Dann ist Achim Wizemann, Verteidiger von Recep S. aus Stuttgart, mit dem Fragen dran.

„Wie kamen Sie an die Goldmünzen?“ „Das ist ein Erbanteil von den Eltern.“

„Woher kommt das ganze Bargeld?“ „Von einem Immobilienverkauf.“

„Warum haben Sie so viel Bargeld zu Hause?“ „Einen expliziten Grund habe ich nicht gehabt.“

Angeklagte geben sich reumütig

Am zweiten Prozesstag gaben sich die Angeklagten reumütig. „Die Tat tut mir unendlich leid“, sagt Recep S. „Ich weiß, dass ich einen sehr großen Fehler gemacht habe.“

Bei Fathi A. klingt das so: „Ich bereue meinen Fehler sehr. Hatte in der Haft genug Zeit, darüber nachzudenken.“

Und bei Bugra A.: „Ich bin von mir zutiefst enttäuscht. Ich möchte mich bei dem Herrn tausendmal entschuldigen.“

Um den Schaden wiedergutzumachen, hat Bugra A. 6400 Euro, die bei einer Tat erlangt wurden, zurückgegeben und weitere 10 000 Euro abgeliefert, die seine Familie gesammelt hat. Zudem beteiligt er sich an einem Täter-Opfer-Ausgleich, der dem 55-Jährigen 70 000 Euro bringt.

Opfer hat Schulden

Geld, das der Mann gut gebrauchen kann, denn er hat – was den Fall noch kurioser macht – fast 700 000 Euro Schulden bei der Bank. Diese rührten von einer Firmeninsolvenz und einem geplatzten Immobilienkauf her, sagt er. Und er müsse eine Immobilie abzahlen. „Dass ich hier alle meine Brötchen auf den Tisch legen muss, war mir nicht bewusst.“

Nach eineinhalb Stunden ist die Zeugenaussage beendet. „Ich wünsche Ihnen alles, alles Gute“, betont Bugra A. Recep S. gibt dem Opfer Folgendes mit auf den Weg: „Es tat uns allen Beteiligten schon vor der Verhandlung leid.“

Und der 55-Jährige?

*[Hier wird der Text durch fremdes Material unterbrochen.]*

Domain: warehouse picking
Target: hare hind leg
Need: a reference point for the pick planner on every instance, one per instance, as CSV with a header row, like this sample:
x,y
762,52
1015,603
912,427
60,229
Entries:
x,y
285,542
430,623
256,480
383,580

Wendet sich den Rednern zu, nickt mit dem Kopf und sagt: „Ist angekommen.“ Von Jens Sitarek

Urteil am Montag, 8. Mai, erwartet

Der Prozess wird an diesem Montag, 8. Mai, um 9.30 Uhr fortgesetzt. An diesem vierten Verhandlungstag soll das Urteil fallen.